40 Jahre alt: "Retortenbaby" Louise Brown / © Jonathan Brady (dpa)
40 Jahre alt: "Retortenbaby" Louise Brown / © Jonathan Brady ( dpa )

DOMRADIO.DE: 2015 wurden in der Bundesrepublik erstmals über 20.000 Jungen und Mädchen mit Hilfe der Reproduktionsmedizin geboren. Zum Vergleich: 2011 waren es laut offiziellem Register erst 7.000. Weltweit sind es mittlerweile mehr als acht Millionen. Die katholische Kirche lehnt künstliche Befruchtungen ab. Was spricht denn gegen die künstliche Befruchtung?

Prof. theol. Peter Dabrock (Vorsitzender des deutschen Ethikrates): Vielleicht sollten wir erst mal fragen, was dafür spricht. Dafür sprechen die glücklichen Eltern, die Möglichkeit, dass das Ideal, das die Kirchen immer vertreten, nämlich ein gutes Leben in der Familie zu führen, realisiert werden kann. Und diese Technik gibt eben Menschen, die viele Jahre lang ihren Kinderwunsch nicht realisieren konnten, Hoffnung. Und diese Hoffnung kann - das sehen wir in vielen Bereichen des Lebens - in eine solche Überhoffnung münden, dass sie dann wirklich auch schon zu einer Manie wird.
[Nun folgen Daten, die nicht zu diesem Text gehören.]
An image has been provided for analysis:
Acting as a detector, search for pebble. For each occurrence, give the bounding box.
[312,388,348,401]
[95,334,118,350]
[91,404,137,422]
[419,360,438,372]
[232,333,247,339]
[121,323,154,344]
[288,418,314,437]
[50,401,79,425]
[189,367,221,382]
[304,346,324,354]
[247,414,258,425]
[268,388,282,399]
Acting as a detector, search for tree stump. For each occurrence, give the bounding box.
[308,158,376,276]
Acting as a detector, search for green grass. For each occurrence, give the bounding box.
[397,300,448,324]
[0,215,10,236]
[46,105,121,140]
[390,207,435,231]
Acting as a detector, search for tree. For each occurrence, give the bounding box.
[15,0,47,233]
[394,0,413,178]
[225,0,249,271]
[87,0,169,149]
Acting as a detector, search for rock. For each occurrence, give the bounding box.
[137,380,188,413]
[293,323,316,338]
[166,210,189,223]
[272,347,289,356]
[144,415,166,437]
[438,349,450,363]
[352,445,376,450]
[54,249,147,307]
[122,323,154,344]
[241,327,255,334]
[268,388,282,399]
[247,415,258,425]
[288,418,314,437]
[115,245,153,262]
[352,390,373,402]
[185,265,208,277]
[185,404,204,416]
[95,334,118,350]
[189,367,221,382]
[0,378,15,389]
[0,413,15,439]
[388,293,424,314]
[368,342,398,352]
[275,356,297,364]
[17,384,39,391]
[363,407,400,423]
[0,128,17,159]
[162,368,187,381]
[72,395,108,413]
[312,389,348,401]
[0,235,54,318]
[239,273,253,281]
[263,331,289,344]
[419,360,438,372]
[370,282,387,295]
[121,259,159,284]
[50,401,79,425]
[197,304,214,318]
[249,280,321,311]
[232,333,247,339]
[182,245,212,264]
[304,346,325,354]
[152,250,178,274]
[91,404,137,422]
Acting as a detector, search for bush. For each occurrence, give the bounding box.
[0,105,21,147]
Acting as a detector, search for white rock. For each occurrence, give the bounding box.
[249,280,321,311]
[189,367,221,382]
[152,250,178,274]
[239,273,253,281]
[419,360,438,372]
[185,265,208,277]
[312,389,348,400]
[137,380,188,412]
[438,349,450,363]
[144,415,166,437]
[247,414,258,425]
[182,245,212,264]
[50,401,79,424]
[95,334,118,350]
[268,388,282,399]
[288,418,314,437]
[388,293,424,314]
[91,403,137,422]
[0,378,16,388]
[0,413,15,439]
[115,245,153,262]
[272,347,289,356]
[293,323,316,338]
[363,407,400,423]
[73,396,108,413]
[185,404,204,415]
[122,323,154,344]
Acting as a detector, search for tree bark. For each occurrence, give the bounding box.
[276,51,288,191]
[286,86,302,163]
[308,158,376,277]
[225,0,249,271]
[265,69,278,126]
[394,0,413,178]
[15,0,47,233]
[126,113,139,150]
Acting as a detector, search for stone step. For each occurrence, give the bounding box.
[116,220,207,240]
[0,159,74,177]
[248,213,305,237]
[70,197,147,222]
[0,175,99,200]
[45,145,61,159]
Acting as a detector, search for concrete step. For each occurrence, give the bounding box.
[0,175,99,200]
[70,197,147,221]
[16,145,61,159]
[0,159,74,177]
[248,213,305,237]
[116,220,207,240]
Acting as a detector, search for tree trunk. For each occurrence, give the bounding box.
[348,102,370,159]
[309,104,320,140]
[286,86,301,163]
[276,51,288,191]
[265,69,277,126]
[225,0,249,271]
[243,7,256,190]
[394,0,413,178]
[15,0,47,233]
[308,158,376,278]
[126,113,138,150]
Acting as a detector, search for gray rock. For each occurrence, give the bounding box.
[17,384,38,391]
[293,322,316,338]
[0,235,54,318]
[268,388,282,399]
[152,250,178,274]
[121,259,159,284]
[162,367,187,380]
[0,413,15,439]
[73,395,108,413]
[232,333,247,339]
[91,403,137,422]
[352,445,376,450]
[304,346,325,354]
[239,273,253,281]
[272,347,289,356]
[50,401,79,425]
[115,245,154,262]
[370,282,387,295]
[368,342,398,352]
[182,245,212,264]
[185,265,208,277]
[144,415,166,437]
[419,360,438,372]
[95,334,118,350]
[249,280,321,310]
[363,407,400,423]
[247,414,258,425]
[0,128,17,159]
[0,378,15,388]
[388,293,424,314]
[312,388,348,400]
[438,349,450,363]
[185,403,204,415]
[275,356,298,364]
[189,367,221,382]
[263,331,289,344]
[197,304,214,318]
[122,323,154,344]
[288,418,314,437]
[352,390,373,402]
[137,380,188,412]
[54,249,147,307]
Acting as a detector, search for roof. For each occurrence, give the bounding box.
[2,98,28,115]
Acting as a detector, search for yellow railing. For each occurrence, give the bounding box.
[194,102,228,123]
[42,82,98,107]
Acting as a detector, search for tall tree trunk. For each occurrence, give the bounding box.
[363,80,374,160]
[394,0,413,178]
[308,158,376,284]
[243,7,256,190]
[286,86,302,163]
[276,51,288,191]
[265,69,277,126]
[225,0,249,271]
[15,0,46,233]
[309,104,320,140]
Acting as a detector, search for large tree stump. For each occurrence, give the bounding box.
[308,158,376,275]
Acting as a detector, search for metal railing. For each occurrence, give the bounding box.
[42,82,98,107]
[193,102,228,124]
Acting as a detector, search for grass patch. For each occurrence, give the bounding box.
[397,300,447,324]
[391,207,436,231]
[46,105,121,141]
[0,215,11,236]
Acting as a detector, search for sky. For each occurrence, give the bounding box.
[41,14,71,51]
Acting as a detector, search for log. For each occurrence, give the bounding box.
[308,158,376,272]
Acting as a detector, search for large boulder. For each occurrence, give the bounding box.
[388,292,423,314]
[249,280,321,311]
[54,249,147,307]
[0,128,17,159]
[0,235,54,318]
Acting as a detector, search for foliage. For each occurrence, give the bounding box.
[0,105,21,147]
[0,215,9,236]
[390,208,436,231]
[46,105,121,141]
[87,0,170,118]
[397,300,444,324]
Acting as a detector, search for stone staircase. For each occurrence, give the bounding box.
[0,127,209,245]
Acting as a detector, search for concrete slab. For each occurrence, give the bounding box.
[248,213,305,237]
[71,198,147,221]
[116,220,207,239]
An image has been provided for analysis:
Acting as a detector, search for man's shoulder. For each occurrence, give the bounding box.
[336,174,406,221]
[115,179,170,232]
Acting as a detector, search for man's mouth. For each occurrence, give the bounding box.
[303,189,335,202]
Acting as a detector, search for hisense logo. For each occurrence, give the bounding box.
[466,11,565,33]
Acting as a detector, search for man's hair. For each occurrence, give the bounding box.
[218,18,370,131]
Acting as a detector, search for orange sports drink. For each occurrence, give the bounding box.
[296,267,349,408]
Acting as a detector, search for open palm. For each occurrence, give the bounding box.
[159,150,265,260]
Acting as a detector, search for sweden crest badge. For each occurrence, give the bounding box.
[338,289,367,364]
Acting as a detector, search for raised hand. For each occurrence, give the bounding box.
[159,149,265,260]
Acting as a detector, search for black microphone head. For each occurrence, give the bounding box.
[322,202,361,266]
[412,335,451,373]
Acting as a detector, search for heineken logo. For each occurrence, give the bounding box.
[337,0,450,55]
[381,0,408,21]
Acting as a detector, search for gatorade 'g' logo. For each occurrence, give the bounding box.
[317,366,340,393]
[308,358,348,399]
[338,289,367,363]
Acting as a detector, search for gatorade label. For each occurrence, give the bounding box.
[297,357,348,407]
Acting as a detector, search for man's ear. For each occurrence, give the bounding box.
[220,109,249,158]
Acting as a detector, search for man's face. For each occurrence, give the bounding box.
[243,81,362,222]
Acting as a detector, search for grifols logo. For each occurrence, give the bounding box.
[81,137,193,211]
Das ist natürlich eine Gefahr. Und dort, wo Menschen wirklich geradezu zwanghaft etwas wünschen, werden dann auch oft bestimmte Industrien tätig. Das sind natürlich immer Gefahren gewesen, die sich hier mit der In-vitro-Fertilisation verbunden haben, die sich aber auch mit vielen anderen Techniken verbinden.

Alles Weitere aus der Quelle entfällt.